Shalom from Jerusalem, where I’m attending the 38th International Conference on Coordination Chemistry (or ICCC38 as it is thankfully abbreviated to).
The conference has only been going for a day, but here’s a thought to keep you going: ENERGY.
Quite a big and important thought, but fortunately for the world, some of the world’s top chemists are thinking about it pretty deeply. In yesterday’s opening plenary lecture, Harry Gray of Caltech talked about his search to find cheaper alternatives to ruthenium-based dye-senstized solar cells. Ending on positive note, he told us he had secured funding for a project involving about 20-30 institutions across America (and BP in the UK). Even more positively, he then told all the young chemists in the audience to go out and make sure that in the future we can make everything we need from nitrogen, carbon dioxide, oxygen and sea-water, using solar power.

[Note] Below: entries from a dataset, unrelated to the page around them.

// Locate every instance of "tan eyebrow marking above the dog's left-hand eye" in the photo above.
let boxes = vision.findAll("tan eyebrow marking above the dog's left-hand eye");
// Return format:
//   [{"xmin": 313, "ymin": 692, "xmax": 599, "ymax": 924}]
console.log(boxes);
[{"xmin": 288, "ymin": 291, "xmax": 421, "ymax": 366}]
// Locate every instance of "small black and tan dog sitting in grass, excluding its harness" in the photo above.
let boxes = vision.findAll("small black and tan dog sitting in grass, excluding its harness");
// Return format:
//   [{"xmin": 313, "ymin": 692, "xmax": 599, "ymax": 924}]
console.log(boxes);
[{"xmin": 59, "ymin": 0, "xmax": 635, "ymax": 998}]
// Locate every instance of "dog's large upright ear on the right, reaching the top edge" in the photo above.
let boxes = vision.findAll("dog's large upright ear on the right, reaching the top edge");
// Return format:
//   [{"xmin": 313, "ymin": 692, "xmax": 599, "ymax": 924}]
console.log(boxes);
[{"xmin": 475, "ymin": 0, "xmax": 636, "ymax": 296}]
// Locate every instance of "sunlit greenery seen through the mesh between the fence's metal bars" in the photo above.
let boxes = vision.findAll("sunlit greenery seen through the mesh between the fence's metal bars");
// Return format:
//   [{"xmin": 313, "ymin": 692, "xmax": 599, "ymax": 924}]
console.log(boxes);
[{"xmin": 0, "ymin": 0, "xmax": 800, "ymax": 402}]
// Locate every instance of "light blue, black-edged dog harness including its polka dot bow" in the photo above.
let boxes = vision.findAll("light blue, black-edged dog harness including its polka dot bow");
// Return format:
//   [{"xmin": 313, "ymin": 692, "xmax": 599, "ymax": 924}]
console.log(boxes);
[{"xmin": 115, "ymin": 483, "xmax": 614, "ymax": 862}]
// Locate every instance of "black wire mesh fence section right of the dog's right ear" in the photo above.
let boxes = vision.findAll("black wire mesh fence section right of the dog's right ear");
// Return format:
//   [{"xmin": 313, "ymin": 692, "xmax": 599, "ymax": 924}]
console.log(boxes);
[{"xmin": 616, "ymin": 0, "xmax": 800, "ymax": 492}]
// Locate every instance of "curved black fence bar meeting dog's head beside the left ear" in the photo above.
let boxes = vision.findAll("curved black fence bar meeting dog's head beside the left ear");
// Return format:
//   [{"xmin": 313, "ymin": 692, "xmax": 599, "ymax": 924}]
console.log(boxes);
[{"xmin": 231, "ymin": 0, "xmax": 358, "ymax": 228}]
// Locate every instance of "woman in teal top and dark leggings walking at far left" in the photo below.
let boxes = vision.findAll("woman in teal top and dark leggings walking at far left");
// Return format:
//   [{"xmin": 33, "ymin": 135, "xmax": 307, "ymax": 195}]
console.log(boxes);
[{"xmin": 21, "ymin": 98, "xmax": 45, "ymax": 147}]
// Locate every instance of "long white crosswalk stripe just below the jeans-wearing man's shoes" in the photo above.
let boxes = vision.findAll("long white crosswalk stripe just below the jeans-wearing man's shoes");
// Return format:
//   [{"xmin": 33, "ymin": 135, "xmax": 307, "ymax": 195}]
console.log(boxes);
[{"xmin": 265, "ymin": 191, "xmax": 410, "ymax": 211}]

And Richard Schrock of MIT (didn’t he win a prize a few years ago…?) finished today by discussing his long-standing battle to make a catalyst that can convert nitrogen to ammonia. But what’s that got to do with energy, I hear you ask. Well, the Haber-Bosch process, developed almost 100 years ago and still used to create a staggering 100 million tons of ammonia a year today, consumes a whopping 1.4% of the world’s energy. He isn’t quite there yet, because the reaction is barely stoichiometric let alone catalytic. But he’s working on it and left the audience thinking on the problems he (or rather his ligands) needs to overcome. Oh, and that’s before you get the necessary hydrogen from splitting water with sunlight…
Don’t hold your breath, but we might get there in the end.